Nonureva Really Surprised!
Mjeteconer Just perfect...
Bessie Smyth Great story, amazing characters, superb action, enthralling cinematography. Yes, this is something I am glad I spent money on.
Marva-nova Amazing worth wacthing. So good. Biased but well made with many good points.
writers_reign Overall I think the film justifies the mixed reaction it has had here. I agree with one of the posters that if you are going to set a film in Paris and SELL it on the basis that it IS set in Paris then the least you can do is to CONVINCE us that we ARE in Paris; I think the poster in question was perfectly correct to state that we might be anywhere given that roughly 90 per cent of the action occurs in the dismal, grey eponymous boarding house. That same poster speculated on what an attractive and wealthy young American would see in Shaun Dingwall's Grunewald, I would go even farther and ask what ANY woman would see in such a colorless character let alone Julie Delpy who, against all the Laws of Reason, falls madly in love with him. Life at the Villa is hardly a million laffs so that my allusion to The Lower Depths is not that far out. On the positive side the acting is uniformly excellent but the overriding impression is of Julie Delpy's fragile Dresden Sheperdess presiding over a gallery of grotesques. Maybe you should see it once for the experience.
raraavis-2 It's a totally surreal movie that did remind me of "Delicatessen". Even the peculiar pastel colors are similar. The tale? A new maid starts working at a dilapidated boarding house - a pension - in Paris, in 1913, and she gets involved with a young German artist who lives there. Her relationship with him is the central part of the plot, but the other characters add subplots in their own strange ways.

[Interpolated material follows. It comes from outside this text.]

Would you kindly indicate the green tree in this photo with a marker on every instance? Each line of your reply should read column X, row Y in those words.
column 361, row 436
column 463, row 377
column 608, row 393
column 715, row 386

The people who live there are peculiar, the owners are peculiar, the situations are peculiar... but I got caught in it and came to enjoy the faintly claustrophobic atmosphere. Drama, touches of black humor, absurdity, love and betrayal, it's got it all. Not an absolute masterpiece but well worth seeing.
Keersmaekers In the world of Belgian cinema, Frank Van Passel has been more than just a name for quite some years now. Both 'Manneke Pis' and 'Terug naar Oosterdonk' made an unforgettable impression and made him perhaps the most important Belgian director to walk the face of the earth. Recently, though, things grew a bit quiet around Frank Van Passel, but let there be no mistake about it: he is back. And how! A firm script by Christophe Dirickx, years of hard work by Frank Van Passel and a for a Belgian movie most extraodrinary cast (Julie Delpy, Shaun Dingwell, Hariet Walter, Jan Decleir, Dora Van der Groen and Frank Vercruysse), all these ingredients make 'Villa Des Roses' an incredible and unforgettable cinematographic experience. Though I was fairly sceptic about the mix of ingredients, the result is more than convincing. Each character receives a well-balanced attention. 'Villa Des Roses' is a must-see and I hope that audiences abroad as well as distributors worldwide will acknowledge, through this sutble masterpiece, that Belgium is more than capable of producing great cinema.
c_declercq In the great line of both Belgian cinema as well as European cinema, Frank Van Passel keeps up with the likes of Kümel and Delvaux on the one hand and maybe even the Tavianni brothers and Kieslowski on the other hand. In time, 'Villa des Roses', will prove a corner-stone experience of Belgian cinematographic capabilities, and this along with the line of traditional great names of the past (mentioned above), names that also shaped European cinema into what it is now, or better into what it should be: rich quality. One can only hope that this period of time will be a very short one, for audiences abroad shouldn't be deprived of this work of art.